MOJO-AUDIO
COMPILING _High-performance audio DSP library that beats librosa
Overview
mojo-audio is a high-performance audio DSP library written from scratch in Mojo. Built specifically for Whisper speech-to-text preprocessing, it generates mel spectrograms faster than librosa across all audio lengths.
We started 31.7x slower than librosa. After 10 optimization stages, we beat it everywhere—pure Mojo outperforming NumPy/SciPy’s optimized C backends.
Active Development
This library is under active development as part of the Mojo Voice project. API may change. Production use at your own risk.
Performance
Whisper audio preprocessing (random audio, fair comparison):
1 second 10 seconds 30 seconds
librosa: 2-3ms 10ms 26-37ms
mojo-audio: ~1ms ~7ms ~20ms
Result: Mojo wins across all durations
2-3x faster on short audio
20-27% faster on long audio
🎮 Try the Interactive Demo
Run live benchmarks in your browser with configurable parameters. Compare mojo-audio vs librosa across different audio durations, FFT sizes, and BLAS backends.
Launch Demo →
Key Features
- Drop-in Whisper preprocessing (16kHz, 400-sample FFT, 80 mel bands)

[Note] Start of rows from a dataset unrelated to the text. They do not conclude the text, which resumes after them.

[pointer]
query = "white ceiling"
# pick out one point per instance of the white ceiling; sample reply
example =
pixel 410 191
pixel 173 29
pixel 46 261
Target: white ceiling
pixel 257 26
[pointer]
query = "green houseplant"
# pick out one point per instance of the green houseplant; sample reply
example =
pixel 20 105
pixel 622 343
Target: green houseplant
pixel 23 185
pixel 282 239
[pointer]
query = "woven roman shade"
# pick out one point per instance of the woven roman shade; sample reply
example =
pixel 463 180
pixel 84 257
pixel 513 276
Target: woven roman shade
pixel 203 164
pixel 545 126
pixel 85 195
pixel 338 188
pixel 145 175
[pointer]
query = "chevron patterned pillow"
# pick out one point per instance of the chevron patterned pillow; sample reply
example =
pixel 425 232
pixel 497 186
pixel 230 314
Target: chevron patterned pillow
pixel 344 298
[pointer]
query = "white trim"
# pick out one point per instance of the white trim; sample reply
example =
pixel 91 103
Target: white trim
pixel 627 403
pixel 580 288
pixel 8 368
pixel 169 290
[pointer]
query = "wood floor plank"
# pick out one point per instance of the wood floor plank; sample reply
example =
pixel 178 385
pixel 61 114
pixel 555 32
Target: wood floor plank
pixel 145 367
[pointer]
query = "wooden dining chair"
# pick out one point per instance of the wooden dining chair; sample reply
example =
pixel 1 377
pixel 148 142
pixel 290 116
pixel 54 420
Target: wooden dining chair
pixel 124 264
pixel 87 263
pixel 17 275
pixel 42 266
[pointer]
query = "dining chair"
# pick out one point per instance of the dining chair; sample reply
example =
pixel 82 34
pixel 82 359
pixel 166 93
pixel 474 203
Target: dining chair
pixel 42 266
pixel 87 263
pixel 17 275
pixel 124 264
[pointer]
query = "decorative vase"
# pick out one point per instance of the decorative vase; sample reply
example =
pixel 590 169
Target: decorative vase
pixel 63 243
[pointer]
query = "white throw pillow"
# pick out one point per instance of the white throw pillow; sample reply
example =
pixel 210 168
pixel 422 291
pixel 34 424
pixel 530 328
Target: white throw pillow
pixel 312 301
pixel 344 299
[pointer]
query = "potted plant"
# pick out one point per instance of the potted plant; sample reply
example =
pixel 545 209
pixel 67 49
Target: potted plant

- No external dependencies—full control over memory layout
- SIMD-optimized FFT and filterbank operations
- C-compatible API for Rust/Python/Go integration
- Validates against Whisper’s expected output
Why We Built This
We’re building Mojo Voice—a developer-focused voice-to-text app. We needed mel spectrogram preprocessing for our Whisper pipeline but ran into issues with existing implementations.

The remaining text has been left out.